An update was just announced about the outcome of a lawsuit between Quality Care Properties (QCP) and HCR ManorCare over $300 million in unpaid rent. ManorCare nursing homes with unpaid rent account for 30,000 elderly residents whom would be turned out on the street should ManorCare fail to agree to the terms of the lawsuit.
QCP gave the nursing home chain until yesterday, October 18, to respond to the lawsuit. Specifically, QCP has asked that ManorCare allow a court-appointed person to handle day-to-day operations for the chain, a relationship referred to as a receivership.
Late this afternoon, Quality Care Properties announced that they have agreed to allow ManorCare to extend the deadline to respond to the lawsuit to November 1.
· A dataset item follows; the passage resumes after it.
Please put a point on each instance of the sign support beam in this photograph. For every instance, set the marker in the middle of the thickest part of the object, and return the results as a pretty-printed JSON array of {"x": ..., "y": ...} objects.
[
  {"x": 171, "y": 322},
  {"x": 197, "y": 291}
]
Nursing Homes Struggling Financially
According to Reuters, receiverships are a viable alternative to eviction or filing for bankruptcy. With many nursing homes in financial distress, receiverships have become more commonplace than ever before. The receiver is said to act in the best interests of both the residents/patients and the investment firm and is there to bridge the gap until a new owner can come in and take over operations. Nursing home industry experts also speculate that QCP could personally take over operation of ManorCare nursing homes, which would change its designation from a real estate investment trust (REIT), a classification that allows them to pay lower taxes than they would as a nursing home owner. This situation seems less likely, with the more probable scenarios involving QCP fully selling off ManorCare to another investor or finding a new management group or chain to run the properties while still maintaining ownership of the land.
Industry experts also tell Reuters that nursing home chains and investment groups that finance them are facing increasing financial burdens. Nursing homes have been under a microscope lately, as much for the quality of care they provide as for their Medicaid billings. Medicaid accounts for the majority of reimbursements to nursing homes and the news has been inundated with cases of fraudulent billing and rampant greed.
After the 14 heat-related preventable deaths at a nursing home in Hollywood Hills, Florida, the media seized on information that the owner had previously paid millions in restitution to the federal government for a multimillion dollar Medicaid scheme at his other facilities. In light of what seems to be constant unfavorable coverage surrounding nursing homes, REITS and investment firms are spinning off nursing home chains in order to reduce their losses.